Decided: March 29, 1934

Farrand & Slosson, and Chapman & Chapman, all of Los Angeles, for appellant. Meserve, Mumper, Hughes & Robinson, of Los Angeles, for plaintiffs and intervener respondents.

In this action plaintiffs sought the collection of two promissory notes, each in the principal sum of $100,000 and the establishment of a vendor's lien upon certain lands, as security therefor. The judgment decreed that plaintiffs should recover from the defendant Suburban Estates, Inc., Limited, a corporation, the sum of $231,676.88 due on the notes, but that they had no lien on the lands. This defendant alone appeals, upon the judgment roll, from the money part of the judgment, contending that the action was not prosecuted in the name of the real party in interest, as required by section 367 of the Code of Civil Procedure, because the facts found by the court show that the intervener, Farmers' & Merchants' National Bank of Los Angeles, and not plaintiffs, was the owner and holder of the notes.

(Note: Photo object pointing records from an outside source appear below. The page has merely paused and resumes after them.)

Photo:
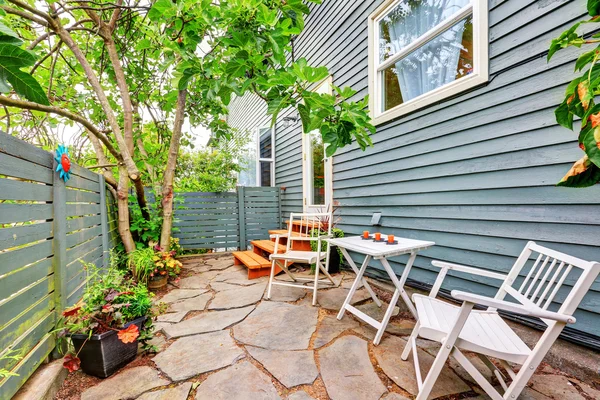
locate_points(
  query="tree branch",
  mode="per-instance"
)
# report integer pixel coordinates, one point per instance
(28, 105)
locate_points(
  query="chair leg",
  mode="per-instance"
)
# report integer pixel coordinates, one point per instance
(316, 286)
(271, 279)
(408, 347)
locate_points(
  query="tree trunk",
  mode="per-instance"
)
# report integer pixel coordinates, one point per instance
(169, 175)
(123, 210)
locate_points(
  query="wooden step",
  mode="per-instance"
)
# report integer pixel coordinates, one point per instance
(267, 246)
(257, 265)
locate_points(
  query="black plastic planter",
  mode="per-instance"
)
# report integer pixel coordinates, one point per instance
(104, 354)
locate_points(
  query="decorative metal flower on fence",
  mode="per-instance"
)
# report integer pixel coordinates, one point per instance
(64, 162)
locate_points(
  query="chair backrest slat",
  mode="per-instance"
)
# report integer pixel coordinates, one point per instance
(546, 277)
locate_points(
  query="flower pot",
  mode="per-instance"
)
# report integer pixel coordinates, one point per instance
(334, 260)
(156, 282)
(104, 354)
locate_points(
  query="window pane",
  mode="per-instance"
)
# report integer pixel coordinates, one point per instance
(444, 59)
(248, 164)
(265, 173)
(265, 142)
(318, 169)
(409, 20)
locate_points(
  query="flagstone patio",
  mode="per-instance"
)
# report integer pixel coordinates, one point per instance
(223, 340)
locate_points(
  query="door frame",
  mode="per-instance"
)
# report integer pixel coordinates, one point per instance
(307, 164)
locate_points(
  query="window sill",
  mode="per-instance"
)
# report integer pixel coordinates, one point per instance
(429, 98)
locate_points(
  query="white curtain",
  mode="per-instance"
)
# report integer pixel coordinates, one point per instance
(435, 63)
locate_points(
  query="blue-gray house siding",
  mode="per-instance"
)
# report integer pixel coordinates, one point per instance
(475, 173)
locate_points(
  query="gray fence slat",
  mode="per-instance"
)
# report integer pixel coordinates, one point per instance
(84, 173)
(19, 303)
(19, 148)
(20, 235)
(82, 183)
(78, 196)
(25, 276)
(10, 213)
(19, 168)
(83, 236)
(80, 250)
(24, 256)
(75, 224)
(75, 210)
(11, 189)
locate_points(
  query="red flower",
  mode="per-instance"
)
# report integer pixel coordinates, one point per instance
(129, 334)
(71, 362)
(71, 311)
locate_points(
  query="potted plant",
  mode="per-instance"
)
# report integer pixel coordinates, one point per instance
(105, 328)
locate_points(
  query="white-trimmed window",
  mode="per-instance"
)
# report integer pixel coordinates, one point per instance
(265, 167)
(422, 51)
(258, 159)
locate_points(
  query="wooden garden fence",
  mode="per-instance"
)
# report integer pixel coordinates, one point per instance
(47, 228)
(228, 220)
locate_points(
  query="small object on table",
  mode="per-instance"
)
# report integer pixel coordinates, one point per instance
(382, 253)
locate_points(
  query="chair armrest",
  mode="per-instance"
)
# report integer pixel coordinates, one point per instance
(445, 267)
(468, 270)
(512, 307)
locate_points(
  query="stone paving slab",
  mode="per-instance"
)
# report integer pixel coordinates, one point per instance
(300, 395)
(347, 371)
(180, 294)
(242, 381)
(238, 296)
(175, 393)
(330, 328)
(286, 293)
(278, 326)
(207, 322)
(172, 317)
(556, 387)
(127, 384)
(403, 372)
(194, 355)
(332, 299)
(291, 368)
(197, 303)
(193, 282)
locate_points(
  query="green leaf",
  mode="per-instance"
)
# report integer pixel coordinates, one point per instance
(143, 44)
(563, 116)
(7, 35)
(12, 56)
(582, 174)
(585, 59)
(304, 112)
(593, 7)
(26, 86)
(162, 9)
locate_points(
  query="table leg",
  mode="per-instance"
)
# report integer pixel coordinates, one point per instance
(364, 281)
(355, 285)
(400, 283)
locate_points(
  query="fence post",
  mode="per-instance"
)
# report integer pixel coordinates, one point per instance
(241, 217)
(104, 222)
(279, 207)
(59, 242)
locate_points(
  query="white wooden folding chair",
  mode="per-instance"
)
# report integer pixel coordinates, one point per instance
(313, 227)
(484, 332)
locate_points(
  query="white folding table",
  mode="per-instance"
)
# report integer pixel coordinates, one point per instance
(379, 251)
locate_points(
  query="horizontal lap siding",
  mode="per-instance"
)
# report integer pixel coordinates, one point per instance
(475, 173)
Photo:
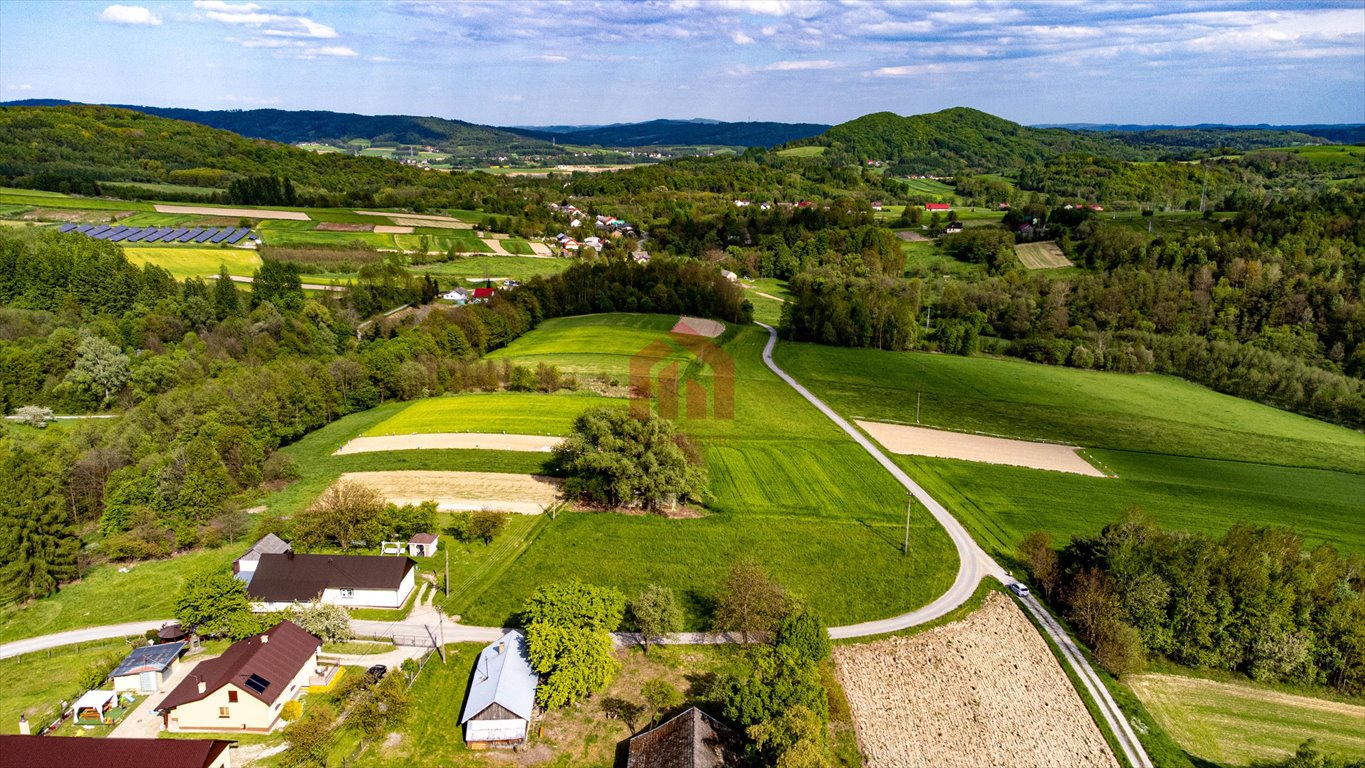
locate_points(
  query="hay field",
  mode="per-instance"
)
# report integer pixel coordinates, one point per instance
(1234, 725)
(447, 441)
(1042, 255)
(523, 494)
(941, 444)
(984, 690)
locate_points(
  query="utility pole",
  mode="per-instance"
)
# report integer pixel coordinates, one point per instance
(909, 505)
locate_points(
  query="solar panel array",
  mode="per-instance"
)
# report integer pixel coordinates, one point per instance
(228, 235)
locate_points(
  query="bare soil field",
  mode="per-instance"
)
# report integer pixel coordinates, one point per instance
(1042, 255)
(236, 212)
(941, 444)
(984, 690)
(467, 441)
(523, 494)
(698, 326)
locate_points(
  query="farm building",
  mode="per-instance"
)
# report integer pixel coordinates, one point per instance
(501, 699)
(356, 581)
(691, 740)
(269, 544)
(83, 752)
(423, 544)
(246, 688)
(148, 667)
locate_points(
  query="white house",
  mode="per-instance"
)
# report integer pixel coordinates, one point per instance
(355, 581)
(501, 699)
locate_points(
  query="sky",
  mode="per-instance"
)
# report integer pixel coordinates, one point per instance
(590, 62)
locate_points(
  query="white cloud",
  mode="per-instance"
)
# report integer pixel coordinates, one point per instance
(800, 64)
(130, 15)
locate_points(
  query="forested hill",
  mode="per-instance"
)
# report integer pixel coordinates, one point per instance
(680, 133)
(317, 126)
(957, 139)
(73, 149)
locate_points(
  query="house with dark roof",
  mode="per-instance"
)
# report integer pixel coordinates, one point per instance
(83, 752)
(246, 688)
(691, 740)
(269, 544)
(148, 667)
(361, 581)
(501, 697)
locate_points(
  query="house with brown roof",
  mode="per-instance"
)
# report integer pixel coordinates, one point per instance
(691, 740)
(246, 688)
(83, 752)
(355, 581)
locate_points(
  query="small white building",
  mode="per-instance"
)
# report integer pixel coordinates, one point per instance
(501, 699)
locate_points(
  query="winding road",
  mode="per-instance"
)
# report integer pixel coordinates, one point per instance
(973, 565)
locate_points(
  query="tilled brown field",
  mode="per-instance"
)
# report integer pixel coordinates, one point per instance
(980, 692)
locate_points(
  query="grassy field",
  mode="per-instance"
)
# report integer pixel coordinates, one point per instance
(195, 262)
(511, 412)
(34, 684)
(1190, 457)
(108, 596)
(1234, 725)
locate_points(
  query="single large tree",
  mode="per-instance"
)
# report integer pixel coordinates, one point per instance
(617, 457)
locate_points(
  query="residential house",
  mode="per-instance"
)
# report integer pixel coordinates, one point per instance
(355, 581)
(246, 688)
(269, 544)
(501, 699)
(148, 667)
(691, 740)
(423, 544)
(85, 752)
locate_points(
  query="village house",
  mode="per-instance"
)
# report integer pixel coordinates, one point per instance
(246, 688)
(269, 544)
(355, 581)
(690, 740)
(501, 700)
(83, 752)
(146, 669)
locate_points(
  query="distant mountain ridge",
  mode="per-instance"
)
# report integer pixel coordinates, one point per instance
(681, 133)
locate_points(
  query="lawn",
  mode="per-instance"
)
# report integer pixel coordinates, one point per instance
(515, 412)
(195, 262)
(105, 596)
(1190, 457)
(34, 684)
(1234, 725)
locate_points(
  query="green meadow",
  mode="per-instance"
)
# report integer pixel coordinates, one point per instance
(1190, 457)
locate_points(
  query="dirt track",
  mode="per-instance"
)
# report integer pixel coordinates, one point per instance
(236, 212)
(919, 441)
(523, 494)
(984, 690)
(460, 441)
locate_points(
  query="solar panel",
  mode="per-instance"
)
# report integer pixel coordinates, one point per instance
(257, 684)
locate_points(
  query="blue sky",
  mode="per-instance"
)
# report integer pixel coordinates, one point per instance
(580, 62)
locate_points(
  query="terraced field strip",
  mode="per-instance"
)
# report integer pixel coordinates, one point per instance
(954, 696)
(1042, 255)
(942, 444)
(235, 212)
(1234, 725)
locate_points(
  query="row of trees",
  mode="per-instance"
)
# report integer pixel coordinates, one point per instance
(1255, 600)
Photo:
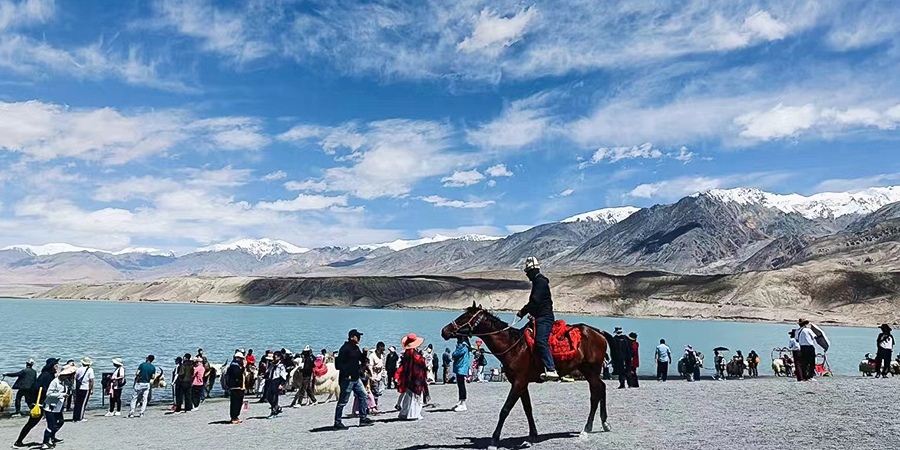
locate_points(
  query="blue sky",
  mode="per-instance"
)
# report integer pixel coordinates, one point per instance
(178, 124)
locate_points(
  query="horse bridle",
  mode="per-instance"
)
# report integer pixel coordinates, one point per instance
(471, 328)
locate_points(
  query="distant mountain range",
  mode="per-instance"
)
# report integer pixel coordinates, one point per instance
(714, 232)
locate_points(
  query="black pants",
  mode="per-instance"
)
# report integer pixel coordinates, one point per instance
(20, 394)
(808, 357)
(196, 394)
(183, 398)
(632, 377)
(81, 396)
(662, 371)
(272, 394)
(392, 383)
(115, 400)
(236, 398)
(883, 360)
(32, 422)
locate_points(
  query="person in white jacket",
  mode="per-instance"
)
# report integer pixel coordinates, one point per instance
(57, 393)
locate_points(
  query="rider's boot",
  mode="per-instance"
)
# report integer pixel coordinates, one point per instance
(550, 375)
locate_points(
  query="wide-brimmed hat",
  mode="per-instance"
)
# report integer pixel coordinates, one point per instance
(411, 341)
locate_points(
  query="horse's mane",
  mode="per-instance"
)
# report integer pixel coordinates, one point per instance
(496, 320)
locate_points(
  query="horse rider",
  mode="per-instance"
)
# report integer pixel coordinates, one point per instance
(540, 306)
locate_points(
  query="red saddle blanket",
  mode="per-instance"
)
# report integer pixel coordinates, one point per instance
(564, 340)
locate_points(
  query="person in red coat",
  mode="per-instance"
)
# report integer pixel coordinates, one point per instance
(635, 360)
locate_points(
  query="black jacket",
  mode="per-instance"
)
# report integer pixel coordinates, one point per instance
(350, 361)
(390, 363)
(24, 378)
(43, 382)
(540, 303)
(623, 345)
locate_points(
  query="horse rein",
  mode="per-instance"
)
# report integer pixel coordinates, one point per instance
(471, 327)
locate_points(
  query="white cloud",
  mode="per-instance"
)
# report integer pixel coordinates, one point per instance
(398, 154)
(331, 139)
(616, 154)
(220, 31)
(462, 179)
(24, 12)
(683, 155)
(29, 57)
(791, 121)
(275, 176)
(493, 33)
(47, 131)
(677, 188)
(304, 202)
(447, 203)
(498, 170)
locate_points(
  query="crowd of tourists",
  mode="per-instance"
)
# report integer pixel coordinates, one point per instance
(361, 373)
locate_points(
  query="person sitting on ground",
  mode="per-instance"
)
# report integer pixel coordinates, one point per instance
(412, 379)
(540, 307)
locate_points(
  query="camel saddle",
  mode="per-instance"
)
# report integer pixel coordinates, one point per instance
(564, 340)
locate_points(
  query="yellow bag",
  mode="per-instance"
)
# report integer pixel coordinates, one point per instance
(36, 411)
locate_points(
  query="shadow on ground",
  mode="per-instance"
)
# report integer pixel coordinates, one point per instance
(485, 442)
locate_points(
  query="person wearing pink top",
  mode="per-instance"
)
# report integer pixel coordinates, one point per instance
(197, 381)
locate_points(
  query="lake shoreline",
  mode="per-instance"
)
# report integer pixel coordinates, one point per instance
(397, 307)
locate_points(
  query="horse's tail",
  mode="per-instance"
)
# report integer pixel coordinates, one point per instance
(614, 355)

Only the following of such facts need be considered in passing upon this contention. On December 24, 1925, defendant, as part of the purchase price of the lands, executed and delivered to the Sunshine Company, a corporation, the notes, due respectively in two and three years after date. On February 24, 1926, the Sunshine Company, by a written declaration of trust, assigned the notes to intervener, as security for certificates of beneficial ownership which were to be issued in accordance with such declaration. The declaration of trust, briefly stated, authorized the intervener to receive payments on the notes, to sell or to collect them by legal action, and, when received, to disburse the proceeds to the holders of such certificates. On July 16, 1926, the Sunshine Company was dissolved by legal proceedings, and plaintiffs, its then directors, became trustees for the creditors and stockholders of the corporation. The declaration of trust had never been terminated; certificates, in an unstated amount, were outstanding in the hands of unnamed parties, and the notes were due, owing, and unpaid. The intervener, by its complaint in intervention, adopted all the allegations of plaintiffs' complaint, and asked that judgment be given in favor of plaintiffs.

“As was said by this court (Philbrook v. Superior Court, 111 Cal. 31, 43 P. 402): ‘A defendant's right is to have a cause of action prosecuted against him by the real party in interest, but as has been elsewhere pointed out (Giselman v. Starr, 106 Cal. 651, 40 P. 8), his concern ends, when a judgment for or against the nominal plaintiff would protect him from any action upon the same demand by another, and when, as against the nominalplaintiff, he may assert all defenses and counterclaims available to him, were the claim prosecuted by the real owner.’ See, also, McPherson v. Weston, 64 Cal. 275, 30 P. 842; Grant v. Heverin, 77 Cal. 263, 18 P. 647, 19 P. 493; Toby v. Oregon Pac. R. R. Co., 98 Cal. 490, 33 P. 550; Herman v. Hecht, 116 Cal. 553, 48 P. 611; Greig v. Riordan, 99 Cal. 316, 33 P. 913.” Iowa & Cal. Land Co. v. Hoag, 132 Cal. 627, 630, 64 P. 1073, 1074. Plaintiffs were entitled to maintain the action, since the assignee of the notes, by its complaint in intervention, in effect, consented thereto. Reidy v. Young, 119 Cal. App. 322, 6 P.(2d) 112. By its complaint in intervention the assignee of the notes became a party in the action, and the judgment was therefore binding and conclusive on it. 34 C. J. 1005. The adoption of all the allegations of plaintiffs' complaint and the request that plaintiffs recover, contained in the complaint in intervention, will estop the bank from subsequently claiming that it, as assignee, is entitled to collect the notes. The defendant makes no claim that it was deprived of any defense it had against the notes, because the action was not commenced by the intervener. Indeed, it is difficult, to see how such claim could be made, since the plaintiffs stood in place of the payee of the note and the assignee had intervened. Under the above–cited rule, the defendant's technical objection is without merit.

The judgment is affirmed.

GRAY, Justice pro tem.

We concur: KNIGHT, Acting P. J.; CASHIN, J.